Pourtant, nous avons vu que s’il n’a pas été écouté, ce message a été entendu par son principal destinataire, y compris dans ses arrière-pensées. Si ce dernier point explique peut-être une part de son inefficacité, il ne le rend pas inutile pour tout le monde : mon hypothèse est que ce message mythique fut instrumentalisé tant par son destinataire que par son émetteur.
Il ne fut pas inutile d’abord pour son principal destinataire, Angela Merkel, qui l’a aussitôt réexpédié. Car nous avons bien vu que dans le contexte électoral allemand de 2017, elle aussi avait besoin de convaincre, besoin d’acquérir de la… crédibilité. En clair, alors même qu’elle n’en était pas dupe, la chancelière pouvait relayer, - et l’a sans doute fait - le message d’Emmanuel Macron, ses promesses de « bonne conduite » orthodoxe, lorsqu’elle avait besoin de convaincre des adversaires plus eurosceptiques ou plus orthodoxes qu’elle.

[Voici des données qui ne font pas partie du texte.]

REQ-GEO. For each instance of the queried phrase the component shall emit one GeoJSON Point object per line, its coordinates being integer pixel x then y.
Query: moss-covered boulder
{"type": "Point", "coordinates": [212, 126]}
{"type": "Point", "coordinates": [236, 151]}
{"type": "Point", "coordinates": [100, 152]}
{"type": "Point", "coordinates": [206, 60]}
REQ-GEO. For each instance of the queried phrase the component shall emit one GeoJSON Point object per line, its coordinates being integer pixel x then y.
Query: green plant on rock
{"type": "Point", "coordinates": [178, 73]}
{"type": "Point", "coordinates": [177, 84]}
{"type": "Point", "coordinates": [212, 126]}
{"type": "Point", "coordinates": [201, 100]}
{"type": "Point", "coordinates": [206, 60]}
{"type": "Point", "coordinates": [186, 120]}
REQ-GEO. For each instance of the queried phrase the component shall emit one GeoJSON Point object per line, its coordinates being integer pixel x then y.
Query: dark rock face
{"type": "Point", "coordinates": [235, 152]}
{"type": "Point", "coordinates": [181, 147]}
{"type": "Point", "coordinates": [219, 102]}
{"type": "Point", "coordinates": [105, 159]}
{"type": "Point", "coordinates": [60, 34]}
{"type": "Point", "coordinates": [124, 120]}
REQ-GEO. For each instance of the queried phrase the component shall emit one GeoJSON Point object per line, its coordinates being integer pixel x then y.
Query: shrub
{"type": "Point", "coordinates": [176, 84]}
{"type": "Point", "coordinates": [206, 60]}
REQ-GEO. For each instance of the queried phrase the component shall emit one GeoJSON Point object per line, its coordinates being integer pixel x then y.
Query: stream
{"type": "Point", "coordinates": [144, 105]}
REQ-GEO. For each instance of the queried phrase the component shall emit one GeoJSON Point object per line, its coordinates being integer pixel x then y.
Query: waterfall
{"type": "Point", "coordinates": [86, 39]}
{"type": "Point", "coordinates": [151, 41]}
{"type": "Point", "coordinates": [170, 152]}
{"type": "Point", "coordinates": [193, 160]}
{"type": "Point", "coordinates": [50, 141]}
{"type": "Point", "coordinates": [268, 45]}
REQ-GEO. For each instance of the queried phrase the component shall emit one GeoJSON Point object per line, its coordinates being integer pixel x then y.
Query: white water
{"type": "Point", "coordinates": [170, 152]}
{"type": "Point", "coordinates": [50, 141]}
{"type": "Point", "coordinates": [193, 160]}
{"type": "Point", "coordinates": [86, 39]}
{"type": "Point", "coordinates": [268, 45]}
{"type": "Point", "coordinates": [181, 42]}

Il ne fut pas inutile ensuite pour son expéditeur, Emmanuel Macron, qui pouvait ainsi justifier, au nom de la crédibilité européenne, une politique économique nationale avant tout dictée par une idéologie libérale.

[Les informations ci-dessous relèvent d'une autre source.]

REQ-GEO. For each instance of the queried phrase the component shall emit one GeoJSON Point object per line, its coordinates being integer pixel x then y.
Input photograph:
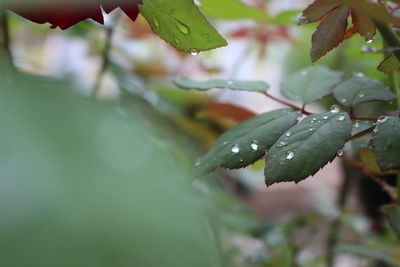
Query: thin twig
{"type": "Point", "coordinates": [106, 54]}
{"type": "Point", "coordinates": [5, 34]}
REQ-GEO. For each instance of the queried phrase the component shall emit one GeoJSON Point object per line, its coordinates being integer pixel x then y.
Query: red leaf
{"type": "Point", "coordinates": [330, 33]}
{"type": "Point", "coordinates": [64, 13]}
{"type": "Point", "coordinates": [227, 111]}
{"type": "Point", "coordinates": [364, 24]}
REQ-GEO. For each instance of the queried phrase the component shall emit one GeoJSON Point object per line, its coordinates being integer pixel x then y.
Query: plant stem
{"type": "Point", "coordinates": [106, 54]}
{"type": "Point", "coordinates": [5, 35]}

La crédibilité ne signifie pas que tout le monde croit, mais plutôt que chacun sait que l’autre croit, ou chacun croit savoir que l’autre croit. La crédibilité peut ainsi être parfaite alors même que personne ne croit.
La crédibilité n’est pas ici la capacité d’un acteur à en convaincre un autre, mais sa capacité à le convaincre de sa capacité à en convaincre d’autres. La crédibilité est la capacité à convaincre de sa crédibilité.
Le lien qui est établi entre le caractère orthodoxe de la politique économique française et la possibilité de progrès dans l’intégration et la solidarité européenne est un lien sans fondement objectif ou dont le fondement objectif est éminemment discutable et reste à démontrer. Néanmoins, ce lien existe à l’état d’argument utilisé par les différents acteurs du camp « centriste », tant en France qu’en Allemagne. Ils instrumentalisent cette représentation qui, de ce fait, acquiert une part de vérité.